Around 57% of Filipino consumers said they would likely spend more on brands that provide personalized experiences, according to customer engagement platform Twilio.

To further enhance user personalization, Tonik also leverages alternative data to analyze consumer behavior and tailor its product offerings.

Tonik has onboarded more than two million users since its launch in 2021.

Customers can open a savings account, deposit funds, manage payments, and own a virtual debit card through the digital banking platform. Its key loan products include the credit builder loan and the shop installment loan.

Under its Tendo brand, Tonik also partners with employers to offer employee benefits such as life and health insurance, savings and cash loans, and employee rewards.

For 2025, Tonik is targeting more than 150% annual growth in its lending portfolio. Last year, its loan portfolio expanded by 110% year on year, driven by a rise in employer and retail partnerships offering its loan products, Mr. Krasnov said.

“We spent three years focusing on achieving unit profitability, and we’re now profitably lending to these unbanked and uncredited consumers.”

However, Mr. Krasnov acknowledged challenges in the widespread adoption of Tonik’s payroll lending product, which has only covered 10% of the market.

“This is a relatively new solution for employers in the Philippines,” he said. “The challenge is convincing large employers to partner with us because this is a very cost-efficient way to provide credit access to their employees.”

The Philippines also continues to lag behind its Southeast Asian peers in consumer lending penetration, Mr. Krasnov noted.

“We think the Philippines needs to grow consumer lending fourfold to catch up with the Southeast Asian average.”

Mr.

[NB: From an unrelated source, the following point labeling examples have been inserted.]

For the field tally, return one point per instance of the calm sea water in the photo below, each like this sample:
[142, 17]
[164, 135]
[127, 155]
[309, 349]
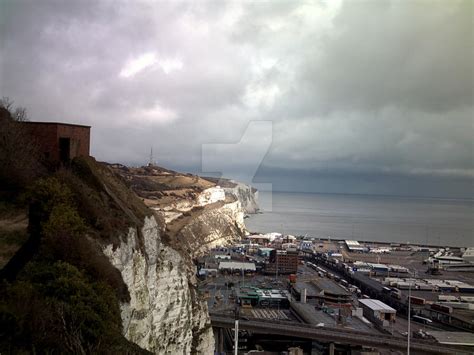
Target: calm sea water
[372, 218]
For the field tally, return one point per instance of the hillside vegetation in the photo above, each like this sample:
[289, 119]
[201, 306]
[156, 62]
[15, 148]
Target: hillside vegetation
[58, 291]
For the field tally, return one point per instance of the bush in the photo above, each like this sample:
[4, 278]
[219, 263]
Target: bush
[56, 307]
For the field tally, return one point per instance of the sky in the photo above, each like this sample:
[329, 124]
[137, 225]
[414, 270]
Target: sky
[371, 97]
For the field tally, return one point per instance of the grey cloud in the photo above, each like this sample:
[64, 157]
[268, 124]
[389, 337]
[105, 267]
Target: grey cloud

Krasnov cited inflationary shocks as a potential risk to lending growth.

“We hope that this year won’t have as many inflationary shocks that impact consumer purchasing power,” he said. “When customers feel financial stress, it becomes more difficult for us to make decisions.”

The BSP expects inflation to average 3.3% in 2025, remaining within its 2-4% target range for the year.

Mr. Krasnov also emphasized the need for the mass deployment of the Philippine Identification System (PhilSys) card, or national ID, to help onboard more users and reduce lending fraud.

To expand consumer lending, Tonik plans to partner with more employers and retailers to increase accessibility to its loan products.

The digital bank is also set to accelerate the rollout of its credit builder loan, which encourages users to take a small cash loan to establish a credit history and eventually increase their credit limits.

“The concept of the credit builder is that users proactively build their credit history through our product.”

Tonik is also exploring expansion into car and mortgage loans.

“Over time, we will continue rolling out more products that fit into the customer’s lifestyle as they continue to upgrade their life,” Mr. Krasnov said.